Addis Air, the country’s third-largest carrier, and its subsidiary Air Canada have been the subject of a number of scandals over the past year.
The company’s chairman has been sacked, a former director resigned and its chief executive has been charged with fraud and breach of trust.
All three have denied the allegations.
But new research published by the Economist shows that the airlines are less trustworthy than many of their competitors.
In the paper, which looked at more than 100 airline reviews published in the Economist, the airline industry was described as “somewhat more trustworthy than the rest of the world”.
The airline industry is not the only industry to have shown this.
A study published last month by the New Zealand Economic Institute found that the US airline industry “is rated as the most trustworthy in the world, while other regions of the globe are rated worse”.
The US is one of the countries that has seen a decline in trust since a similar study published in 2009 found that American Airlines was less trustworthy.
But this time, the Economist analysed the reviews published by each airline, and found that most airlines were rated as “trustworthy” by only one out of three respondents.
And this was after taking into account both the positive and negative comments of the readers.
The positive comments were often critical of the airline, or of its employees, while the negative comments were mostly negative.
The study’s authors said that “these findings support our belief that airline reviews should be viewed as a valuable tool for monitoring airline performance, rather than an objective indicator of the quality of service”.
The Economist’s report has sparked controversy, with some criticising the study’s methodology.
One of the researchers, Professor David Siegel, has previously questioned the reliability of the Economist’s data.
He said in a statement that the paper’s methodology is “unproven”.
“The Economist’s results, though not definitive, indicate that the reliability and validity of the surveys they use are questionable.
This is an example of how unreliable their results are.”
Prof Siegel’s statement was echoed by Prof Paul O’Connor, a professor of management at Cardiff University.
“It’s clear that the results are unreliable.
The only way that they can be reliable is if the respondents are genuinely interested in the airline and their experiences, or they don’t have any agenda,” Prof O’ Connor said.
In fact, the study only looked at the positive comments, which are more reliable than the negative ones.
“The fact that you can find people who genuinely like the airline is not going to make them necessarily trustworthy,” Prof Sinker said.
“That’s why the positive reviews, which have been around for a long time, are so useful.

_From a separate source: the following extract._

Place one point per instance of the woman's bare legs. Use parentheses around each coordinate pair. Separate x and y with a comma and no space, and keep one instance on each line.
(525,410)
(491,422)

But I don’t think that they are a good indicator of whether the airline does the service that they advertise.”
The Economist has now published an update to its paper, and has made clear that it will only look at reviews published after July 1, 2020.
“If the airline has an update, the company can always provide it, or we can provide it,” Prof Smith said.
The Economist said it will update the paper with its methodology and data once the updated data is available.
“Our results provide a more complete picture of the behaviour of airlines, but they do not capture the behaviour on the ground when there is no update,” Prof Bailie said.